After hearing Nirvana's "Smells Like Teen Spirit" for about twenty seconds--the first time he had heard a song by them--he knew that they would not only be huge, but important, as well.
He had carried Salinger's Franny and Zooey around in his backpack for about a year and a half, just before turning twenty, pulling it out and skimming passages from it when he had found himself in empty bus stops and sterile train stations, or when he was just plain bored in a library study carrel or a bagel shop, knowing eventually he would inevitably suffer the same spiritual and existential breakdown and wind up on the Glass family's Manhattan living room sofa--minus a lecture from Zooey, of course, in his case (he wouldn't be that fortunate)--Franny's beloved cat, Bloomberg, nudging and pawing his chest and sniffing his breath and purring in his face, with any luck.
As the spacecraft reentered the Earth's atmosphere, already having transmitted all of its data and spectacular imagery, he asked himself, "Where is the joy?"
It was clear that she had been born with a certain amount of style and grace and rarely had to give it a second thought.
He had a hard time relating to people who belonged to what Albert Camus referred to as "The Cult of the Serious."
Unable to play any instruments, unable to write anything original, unable to predict the next look, they settled for losing themselves in the packed audiences of intimate concerts.
He stood in front of the bathroom mirror and tried to duplicate a face he had made thirty years ago but it was useless.
They had often talked about forming a band during their student years, while at dinner, or while lying about the dorm, or while walking across campus, but none of them had actually had any talent, and they couldn't have been convinced that they collectively possessed enough good looks to fake it, as evidenced by a lack of anything vaguely resembling romance, or even squalor, in their uneventful daily lives.
Halfway through the interview he got up to use the restroom, slipped down a back stairway and kept on walking.
Was she always barefoot because she enjoyed it, or because her parents wanted her in shoes?
His grandfather had taken him, a true city boy, to his cousin's flower farm when he was young and he'd hated it, the isolation of it all, the sickening vegetation, but now he could see himself living in the middle of a flat plowed nowhere where the only protection was the vast open absence of protection, and the brown cloud of someone approaching could be spotted two or three miles away, giving him plenty of time to grab his poetry, set the fire and run.
He couldn't listen to "Taps" without tearing up.
She opened the bill and slapped her forehead.
As with any project, it eventually became his distraction.
His texts were becoming more and more parenthetical everyday.
She ordered the last bottle of wine.
He rejoiced in the beehive of memory.
Sometimes while sitting on the patio at the cafe with his notebooks and a strong cup of coffee, he would imagine that he was joined by Jean-Michel Basquiat--smoking, and on something, of course--and together the two of them would talk about Picasso, ethnicity and popular culture.

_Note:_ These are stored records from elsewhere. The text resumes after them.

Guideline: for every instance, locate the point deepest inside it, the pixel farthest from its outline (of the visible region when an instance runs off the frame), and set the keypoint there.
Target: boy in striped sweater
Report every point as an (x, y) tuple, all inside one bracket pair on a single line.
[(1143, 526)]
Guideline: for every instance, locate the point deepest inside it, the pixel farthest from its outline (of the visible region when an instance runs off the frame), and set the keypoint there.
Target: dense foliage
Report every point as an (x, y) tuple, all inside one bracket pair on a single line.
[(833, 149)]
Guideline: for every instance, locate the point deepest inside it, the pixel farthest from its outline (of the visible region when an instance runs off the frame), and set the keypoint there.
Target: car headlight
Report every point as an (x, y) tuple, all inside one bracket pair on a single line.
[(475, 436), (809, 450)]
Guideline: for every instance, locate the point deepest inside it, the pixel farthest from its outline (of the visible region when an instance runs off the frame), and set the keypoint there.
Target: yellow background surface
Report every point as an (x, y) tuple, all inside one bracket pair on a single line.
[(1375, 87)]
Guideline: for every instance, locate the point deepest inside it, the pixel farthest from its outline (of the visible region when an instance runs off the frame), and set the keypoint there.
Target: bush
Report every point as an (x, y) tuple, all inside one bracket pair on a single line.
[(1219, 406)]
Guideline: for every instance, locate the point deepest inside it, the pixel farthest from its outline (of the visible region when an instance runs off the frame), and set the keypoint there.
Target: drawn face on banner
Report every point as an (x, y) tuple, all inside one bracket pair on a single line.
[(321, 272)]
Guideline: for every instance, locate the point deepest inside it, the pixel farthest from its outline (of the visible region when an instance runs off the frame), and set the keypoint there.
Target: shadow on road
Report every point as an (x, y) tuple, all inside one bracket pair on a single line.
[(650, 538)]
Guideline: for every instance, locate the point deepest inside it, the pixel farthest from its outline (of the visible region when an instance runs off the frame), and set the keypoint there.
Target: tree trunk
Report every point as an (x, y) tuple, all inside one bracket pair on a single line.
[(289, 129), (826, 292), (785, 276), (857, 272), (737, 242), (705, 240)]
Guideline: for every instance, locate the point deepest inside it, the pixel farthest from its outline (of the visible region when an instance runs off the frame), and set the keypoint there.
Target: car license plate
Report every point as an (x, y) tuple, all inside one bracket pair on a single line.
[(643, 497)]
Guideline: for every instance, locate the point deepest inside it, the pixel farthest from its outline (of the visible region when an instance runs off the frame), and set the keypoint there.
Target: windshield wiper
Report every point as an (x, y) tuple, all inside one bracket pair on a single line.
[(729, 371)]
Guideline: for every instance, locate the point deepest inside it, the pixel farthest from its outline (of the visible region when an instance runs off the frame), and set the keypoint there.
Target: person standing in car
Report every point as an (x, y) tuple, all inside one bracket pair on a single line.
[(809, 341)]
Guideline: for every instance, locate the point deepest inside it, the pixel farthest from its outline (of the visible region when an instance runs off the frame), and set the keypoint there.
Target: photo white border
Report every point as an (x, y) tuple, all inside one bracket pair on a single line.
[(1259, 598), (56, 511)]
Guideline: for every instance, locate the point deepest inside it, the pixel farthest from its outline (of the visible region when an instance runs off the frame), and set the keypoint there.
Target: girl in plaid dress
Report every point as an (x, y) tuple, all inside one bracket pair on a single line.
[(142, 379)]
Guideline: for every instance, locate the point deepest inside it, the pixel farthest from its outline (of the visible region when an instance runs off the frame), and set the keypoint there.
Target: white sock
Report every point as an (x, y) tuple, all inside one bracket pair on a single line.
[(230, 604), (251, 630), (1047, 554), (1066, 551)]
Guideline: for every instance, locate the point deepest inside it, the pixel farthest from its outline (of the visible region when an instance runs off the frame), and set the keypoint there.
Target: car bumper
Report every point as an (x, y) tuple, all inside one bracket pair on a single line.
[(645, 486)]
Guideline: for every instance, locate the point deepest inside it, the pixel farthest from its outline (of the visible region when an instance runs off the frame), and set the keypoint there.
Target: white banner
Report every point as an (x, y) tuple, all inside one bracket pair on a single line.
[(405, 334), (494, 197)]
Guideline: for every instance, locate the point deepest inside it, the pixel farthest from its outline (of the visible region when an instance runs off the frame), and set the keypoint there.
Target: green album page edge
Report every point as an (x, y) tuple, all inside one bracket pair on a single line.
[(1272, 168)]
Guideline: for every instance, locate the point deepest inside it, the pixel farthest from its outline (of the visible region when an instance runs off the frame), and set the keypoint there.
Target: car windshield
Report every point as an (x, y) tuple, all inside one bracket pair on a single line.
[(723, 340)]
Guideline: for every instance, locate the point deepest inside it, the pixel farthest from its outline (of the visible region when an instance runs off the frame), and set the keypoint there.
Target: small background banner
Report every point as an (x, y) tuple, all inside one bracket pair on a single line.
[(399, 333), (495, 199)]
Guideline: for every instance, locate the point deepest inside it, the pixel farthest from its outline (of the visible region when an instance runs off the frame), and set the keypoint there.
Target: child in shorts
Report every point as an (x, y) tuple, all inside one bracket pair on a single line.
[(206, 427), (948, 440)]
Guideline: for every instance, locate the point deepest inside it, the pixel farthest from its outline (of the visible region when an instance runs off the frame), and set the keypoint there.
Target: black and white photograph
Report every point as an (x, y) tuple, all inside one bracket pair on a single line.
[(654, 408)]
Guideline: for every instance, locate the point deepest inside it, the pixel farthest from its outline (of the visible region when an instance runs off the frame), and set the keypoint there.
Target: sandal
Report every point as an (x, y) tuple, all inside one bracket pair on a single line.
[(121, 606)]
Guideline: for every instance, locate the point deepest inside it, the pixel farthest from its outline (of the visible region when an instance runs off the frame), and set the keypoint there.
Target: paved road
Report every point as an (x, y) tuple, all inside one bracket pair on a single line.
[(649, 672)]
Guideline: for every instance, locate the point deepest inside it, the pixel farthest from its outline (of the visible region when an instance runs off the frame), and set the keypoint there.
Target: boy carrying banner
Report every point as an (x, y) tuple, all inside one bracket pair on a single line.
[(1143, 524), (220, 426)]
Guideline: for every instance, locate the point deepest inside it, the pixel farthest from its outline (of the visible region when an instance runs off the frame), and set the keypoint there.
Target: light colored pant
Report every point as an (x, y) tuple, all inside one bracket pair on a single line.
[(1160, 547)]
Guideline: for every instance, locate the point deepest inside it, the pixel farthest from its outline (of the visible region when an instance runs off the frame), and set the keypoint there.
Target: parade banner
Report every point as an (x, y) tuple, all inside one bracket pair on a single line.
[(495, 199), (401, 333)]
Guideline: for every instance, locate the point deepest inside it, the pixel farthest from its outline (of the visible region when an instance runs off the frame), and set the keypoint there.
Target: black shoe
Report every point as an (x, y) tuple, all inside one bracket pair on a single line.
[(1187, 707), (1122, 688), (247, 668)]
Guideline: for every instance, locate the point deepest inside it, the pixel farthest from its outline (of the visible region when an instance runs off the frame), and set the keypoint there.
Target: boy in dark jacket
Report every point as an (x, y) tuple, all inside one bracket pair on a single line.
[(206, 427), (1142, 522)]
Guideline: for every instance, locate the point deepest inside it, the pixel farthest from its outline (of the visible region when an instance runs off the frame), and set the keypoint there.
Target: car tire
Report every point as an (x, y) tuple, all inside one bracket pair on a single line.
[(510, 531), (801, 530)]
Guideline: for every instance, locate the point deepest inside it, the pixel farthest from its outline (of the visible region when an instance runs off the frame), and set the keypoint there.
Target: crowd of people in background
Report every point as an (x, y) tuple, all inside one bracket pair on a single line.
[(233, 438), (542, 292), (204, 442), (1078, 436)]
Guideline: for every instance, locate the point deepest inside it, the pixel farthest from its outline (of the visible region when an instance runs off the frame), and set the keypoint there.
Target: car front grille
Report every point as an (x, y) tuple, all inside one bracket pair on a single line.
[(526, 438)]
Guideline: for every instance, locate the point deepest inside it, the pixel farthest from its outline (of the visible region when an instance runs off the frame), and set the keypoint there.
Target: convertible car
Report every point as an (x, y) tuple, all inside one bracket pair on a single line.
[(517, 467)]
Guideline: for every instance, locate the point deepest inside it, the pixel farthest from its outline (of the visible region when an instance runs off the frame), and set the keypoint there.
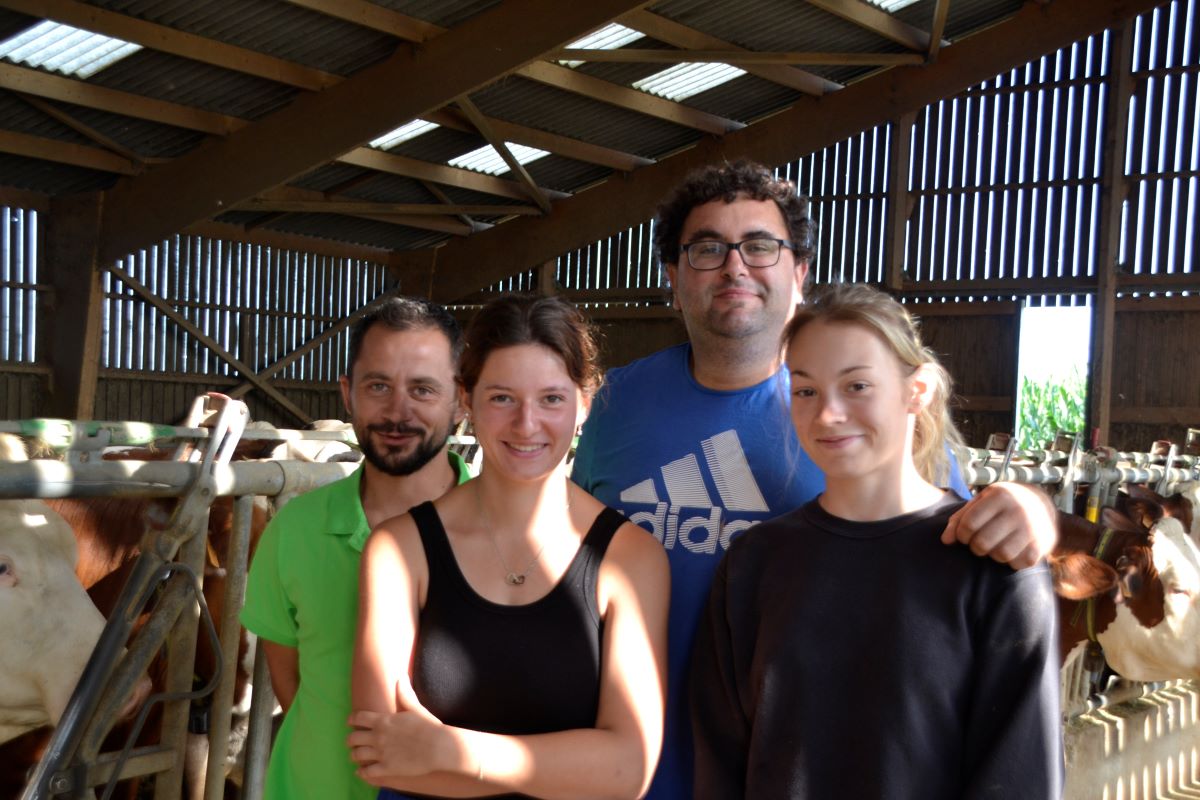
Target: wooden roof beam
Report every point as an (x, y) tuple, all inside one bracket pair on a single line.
[(672, 32), (79, 92), (177, 42), (66, 152), (85, 130), (515, 167), (941, 11), (877, 20), (223, 173), (633, 100), (738, 58), (559, 145), (471, 264)]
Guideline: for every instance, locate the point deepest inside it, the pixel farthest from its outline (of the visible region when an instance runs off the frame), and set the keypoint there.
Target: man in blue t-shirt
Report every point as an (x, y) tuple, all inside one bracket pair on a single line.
[(695, 443)]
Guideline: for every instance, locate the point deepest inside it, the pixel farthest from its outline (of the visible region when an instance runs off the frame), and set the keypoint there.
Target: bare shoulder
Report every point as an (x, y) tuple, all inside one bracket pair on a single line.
[(637, 554)]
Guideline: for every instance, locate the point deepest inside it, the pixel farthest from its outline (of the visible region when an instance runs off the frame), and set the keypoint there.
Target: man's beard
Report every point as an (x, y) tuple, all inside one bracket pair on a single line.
[(394, 462)]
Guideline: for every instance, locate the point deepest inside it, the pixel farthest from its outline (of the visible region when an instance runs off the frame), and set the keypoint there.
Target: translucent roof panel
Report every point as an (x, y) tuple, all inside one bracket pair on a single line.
[(609, 37), (487, 160), (66, 49), (892, 5), (687, 79), (403, 133)]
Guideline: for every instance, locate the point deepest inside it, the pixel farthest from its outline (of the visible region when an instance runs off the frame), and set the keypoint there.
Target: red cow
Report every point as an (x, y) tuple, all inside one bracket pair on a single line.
[(108, 533), (1145, 587)]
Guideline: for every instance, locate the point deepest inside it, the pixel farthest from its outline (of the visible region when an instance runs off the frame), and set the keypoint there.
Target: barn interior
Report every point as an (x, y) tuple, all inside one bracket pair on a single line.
[(205, 194)]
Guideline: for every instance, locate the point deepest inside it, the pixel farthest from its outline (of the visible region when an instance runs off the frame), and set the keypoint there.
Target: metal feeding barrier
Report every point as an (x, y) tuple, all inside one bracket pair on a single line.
[(166, 576)]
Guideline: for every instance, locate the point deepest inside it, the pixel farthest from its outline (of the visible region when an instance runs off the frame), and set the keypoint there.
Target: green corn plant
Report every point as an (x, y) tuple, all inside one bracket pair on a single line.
[(1050, 405)]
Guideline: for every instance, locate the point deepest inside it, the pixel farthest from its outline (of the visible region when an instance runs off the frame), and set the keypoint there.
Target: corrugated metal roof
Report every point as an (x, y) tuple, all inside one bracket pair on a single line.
[(190, 83), (280, 29), (294, 34), (580, 118), (51, 178)]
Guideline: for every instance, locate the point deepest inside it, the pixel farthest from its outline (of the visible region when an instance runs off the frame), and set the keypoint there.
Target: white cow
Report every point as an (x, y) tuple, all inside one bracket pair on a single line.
[(47, 621)]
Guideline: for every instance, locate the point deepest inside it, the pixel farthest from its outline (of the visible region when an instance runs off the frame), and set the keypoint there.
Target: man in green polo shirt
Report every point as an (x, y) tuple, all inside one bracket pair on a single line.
[(303, 590)]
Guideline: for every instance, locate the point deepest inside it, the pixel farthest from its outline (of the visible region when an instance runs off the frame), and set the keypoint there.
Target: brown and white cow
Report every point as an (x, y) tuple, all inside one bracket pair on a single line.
[(1145, 587)]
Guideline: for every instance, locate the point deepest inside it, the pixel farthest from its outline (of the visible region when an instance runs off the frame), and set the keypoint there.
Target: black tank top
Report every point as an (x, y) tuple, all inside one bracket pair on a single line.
[(511, 669)]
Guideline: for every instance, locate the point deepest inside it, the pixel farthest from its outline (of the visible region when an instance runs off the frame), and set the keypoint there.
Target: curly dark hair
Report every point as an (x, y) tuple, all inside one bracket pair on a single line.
[(726, 182), (399, 313), (552, 322)]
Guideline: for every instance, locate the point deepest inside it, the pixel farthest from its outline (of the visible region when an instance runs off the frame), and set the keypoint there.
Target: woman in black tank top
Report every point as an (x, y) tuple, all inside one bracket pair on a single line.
[(513, 633)]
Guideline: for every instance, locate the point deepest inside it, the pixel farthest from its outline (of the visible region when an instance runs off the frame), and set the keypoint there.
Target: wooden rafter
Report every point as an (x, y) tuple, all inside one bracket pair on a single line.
[(177, 42), (247, 61), (739, 58), (375, 17), (467, 265), (208, 342), (502, 148), (79, 92), (66, 152), (941, 12), (629, 98), (358, 109), (293, 199), (85, 130), (370, 208), (559, 145), (23, 79), (672, 32), (877, 20)]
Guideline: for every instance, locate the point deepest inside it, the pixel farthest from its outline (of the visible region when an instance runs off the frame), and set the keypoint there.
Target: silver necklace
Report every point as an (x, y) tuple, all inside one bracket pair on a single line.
[(511, 577)]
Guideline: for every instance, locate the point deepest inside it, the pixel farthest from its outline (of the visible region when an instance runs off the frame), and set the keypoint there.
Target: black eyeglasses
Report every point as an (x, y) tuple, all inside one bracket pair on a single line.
[(711, 254)]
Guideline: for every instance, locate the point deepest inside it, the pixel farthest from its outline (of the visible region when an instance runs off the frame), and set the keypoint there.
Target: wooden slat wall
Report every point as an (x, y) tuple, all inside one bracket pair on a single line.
[(1156, 378)]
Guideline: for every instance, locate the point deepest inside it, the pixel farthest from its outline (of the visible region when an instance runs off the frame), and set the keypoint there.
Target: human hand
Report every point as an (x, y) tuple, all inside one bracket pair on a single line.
[(407, 743), (1012, 523)]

She loved Miro for his kinky lyricism.
On a clear Saturday morning, a little Louis Armstrong, a bit of Miles Davis, a dash of Dave Brubek, perhaps, was all it took to jazz up an otherwise fairly ordinary batch of scrambled eggs.
He distanced himself from a bad memory lingering from the day before by eating a hearty sub.
Now, at the age of forty-six, when he looked at the place where he had usually seen himself, he saw instead the absence of himself.
He discovered out of sheer ornery laziness that he slept better fully clothed.
The contagion of malaise contaminated the punchlines of her jokes.
He sat at the table and waited quietly, like a matador sentenced to death by sword.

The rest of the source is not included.